Aspire CEO Mohammed Ashour at the corner of Innovation and Concept Drives in London, Ontario, the site of the world’s largest insect protein manufacturing facility.
Material republished with the express permission of: London Free Press, a division of Postmedia Network Inc.

Aspire CEO Mohammed Ashour at the corner of Innovation and Concept Drives in London, Ontario, the site of the world’s largest insect protein manufacturing facility.

Aspire is taking aim at one of the biggest challenges of our time: food security

A pioneer in the field of sustainable insect agriculture, Aspire Food Group is building the world’s first fully automated food-grade insect protein manufacturing facility in London, Ontario.

Applying industrial automation and robotics, IoT and deep learning/analytics to farm and process crickets, Aspire is poised to revolutionize food-grade protein production—and put Ontario at the forefront of the emerging insect and sustainable protein industries.

A winning concept

Aspire uses cutting-edge smart technology to take farming to new heights
Aspire uses cutting-edge smart technology to take farming to new heights

Mohammed Ashour and four fellow students at McGill University hit on the idea of insects as food in 2013 when they decided to compete for the Hult Prize. The annual competition invites MBA students from all over the globe to solve the world’s most critical challenges. That year, the goal was to find solutions to enhance food security and scarcity.

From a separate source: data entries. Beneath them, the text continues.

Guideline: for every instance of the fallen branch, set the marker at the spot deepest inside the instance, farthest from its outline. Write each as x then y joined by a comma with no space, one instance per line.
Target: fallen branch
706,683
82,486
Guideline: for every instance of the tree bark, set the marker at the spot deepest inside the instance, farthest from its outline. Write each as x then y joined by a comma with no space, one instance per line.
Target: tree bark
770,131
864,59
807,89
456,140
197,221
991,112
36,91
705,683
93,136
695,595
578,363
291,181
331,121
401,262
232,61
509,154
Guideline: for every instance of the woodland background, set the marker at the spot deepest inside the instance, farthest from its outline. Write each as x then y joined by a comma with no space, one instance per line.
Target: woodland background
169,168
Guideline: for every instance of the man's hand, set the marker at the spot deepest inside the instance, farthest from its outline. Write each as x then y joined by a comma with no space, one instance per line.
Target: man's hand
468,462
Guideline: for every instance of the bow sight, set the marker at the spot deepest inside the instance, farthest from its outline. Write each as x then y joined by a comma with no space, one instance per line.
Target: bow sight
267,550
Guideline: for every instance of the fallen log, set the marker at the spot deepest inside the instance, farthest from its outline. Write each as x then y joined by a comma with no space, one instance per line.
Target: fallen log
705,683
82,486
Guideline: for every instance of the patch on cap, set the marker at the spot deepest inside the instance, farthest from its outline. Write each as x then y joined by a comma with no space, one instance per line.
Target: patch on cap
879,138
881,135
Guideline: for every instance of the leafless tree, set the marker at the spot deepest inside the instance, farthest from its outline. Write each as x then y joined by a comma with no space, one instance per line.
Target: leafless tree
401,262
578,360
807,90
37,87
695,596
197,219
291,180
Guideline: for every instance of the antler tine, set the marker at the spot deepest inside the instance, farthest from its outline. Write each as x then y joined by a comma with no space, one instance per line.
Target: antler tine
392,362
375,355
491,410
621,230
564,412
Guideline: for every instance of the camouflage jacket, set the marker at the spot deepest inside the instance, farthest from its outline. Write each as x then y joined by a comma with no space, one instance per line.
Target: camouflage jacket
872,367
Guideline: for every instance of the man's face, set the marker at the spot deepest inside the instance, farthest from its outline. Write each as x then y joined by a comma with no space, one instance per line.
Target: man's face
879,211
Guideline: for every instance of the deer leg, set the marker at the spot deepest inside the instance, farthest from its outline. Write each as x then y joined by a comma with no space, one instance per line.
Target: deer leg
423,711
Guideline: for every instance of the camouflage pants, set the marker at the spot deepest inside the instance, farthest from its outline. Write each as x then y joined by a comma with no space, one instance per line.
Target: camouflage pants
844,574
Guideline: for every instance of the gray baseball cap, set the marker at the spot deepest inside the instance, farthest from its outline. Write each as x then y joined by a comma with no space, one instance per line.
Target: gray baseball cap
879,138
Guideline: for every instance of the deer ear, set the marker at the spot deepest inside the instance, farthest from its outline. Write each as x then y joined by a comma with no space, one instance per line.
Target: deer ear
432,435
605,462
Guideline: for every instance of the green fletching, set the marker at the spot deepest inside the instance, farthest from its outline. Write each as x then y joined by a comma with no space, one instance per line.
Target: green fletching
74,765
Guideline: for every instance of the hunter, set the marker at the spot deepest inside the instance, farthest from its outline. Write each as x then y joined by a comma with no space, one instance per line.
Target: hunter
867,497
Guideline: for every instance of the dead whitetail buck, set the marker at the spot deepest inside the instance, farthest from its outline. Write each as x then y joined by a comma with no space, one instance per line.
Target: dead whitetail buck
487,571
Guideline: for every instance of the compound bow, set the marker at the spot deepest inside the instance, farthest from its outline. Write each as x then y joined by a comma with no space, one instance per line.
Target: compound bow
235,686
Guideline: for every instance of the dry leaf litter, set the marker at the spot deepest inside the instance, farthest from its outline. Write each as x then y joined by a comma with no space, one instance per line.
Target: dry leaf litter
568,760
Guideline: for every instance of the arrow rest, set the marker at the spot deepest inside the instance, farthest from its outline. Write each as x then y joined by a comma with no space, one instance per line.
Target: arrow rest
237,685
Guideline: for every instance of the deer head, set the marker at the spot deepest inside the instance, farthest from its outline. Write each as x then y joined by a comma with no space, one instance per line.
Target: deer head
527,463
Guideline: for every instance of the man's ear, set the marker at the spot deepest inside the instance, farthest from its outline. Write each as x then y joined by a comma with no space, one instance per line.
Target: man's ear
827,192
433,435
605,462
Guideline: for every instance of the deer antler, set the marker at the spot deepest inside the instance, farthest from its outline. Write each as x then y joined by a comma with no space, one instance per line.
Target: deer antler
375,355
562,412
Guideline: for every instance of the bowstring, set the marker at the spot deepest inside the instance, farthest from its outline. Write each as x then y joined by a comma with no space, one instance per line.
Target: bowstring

Ashour’s team beat out 11,000 others, and with US$1 million in seed funding, courtesy of the Hult Prize, Aspire Food Group was born. Over the next five years, Ashour and his partners worked on developing and mastering the technology that would make it possible to sustainably farm crickets at scale and process them into a nutrient-rich protein alternative.

In 2019, the time came to commercialize, and the company began investigating sites in the U.S. and Canada.

Aspire was attracted by London’s thriving agri-food sector

“We left no stone unturned,” says Ashour, who notes they looked at about twenty different sites before choosing London.

“It won hands-down. London offers everything we need, starting with a vibrant and sophisticated food processing cluster that gives us access to suppliers and the right kinds of talent.”

London also provides innovative companies like Aspire with connections to domestic technology leaders in areas ranging from robotics to artificial intelligence, technologies necessary when you’re building the “first-of-a-kind.”

A proactive government that has your back

Then, there’s the city’s favourable business climate. “There’s a real can-do attitude in London,” says Ashour, “In fact, buying the land, getting all the permits in place and building the facility—most of it during COVID-19—went three to six months faster than it would have anywhere else, and that translates into millions of dollars in savings.”

Another advantage: Aspire tapped into substantial government support. NGen Canada, Canada’s advanced manufacturing supercluster, contributed $17 million toward the $90-million facility. Sustainable Development Technology Canada provided another $10 million.

Both funds focus on supporting transformative technologies to drive innovation in manufacturing and clean technology.

Robotic-powered watering system
Robotic-powered watering system

Aspire’s new 100,000 square-foot facility is close to completion, and Ashour is confident the first harvest will take place at the end of March 2022. Annually, the London facility will produce 12 million kilos of crickets. To put that in perspective, if the same land parcel was used to farm cattle—which offer the same protein quality—it would produce a few thousand kilos.

Once the facility is up and running, what’s next for Aspire?

“We have 12 acres in London, and our current plant takes up only 40% of it, so we can easily double our footprint.”

But it’s the prospect for global growth that really excites Ashour. “The technology we’ve developed—and will continue to refine—is automated and modular so that it can be scaled and used in any geography.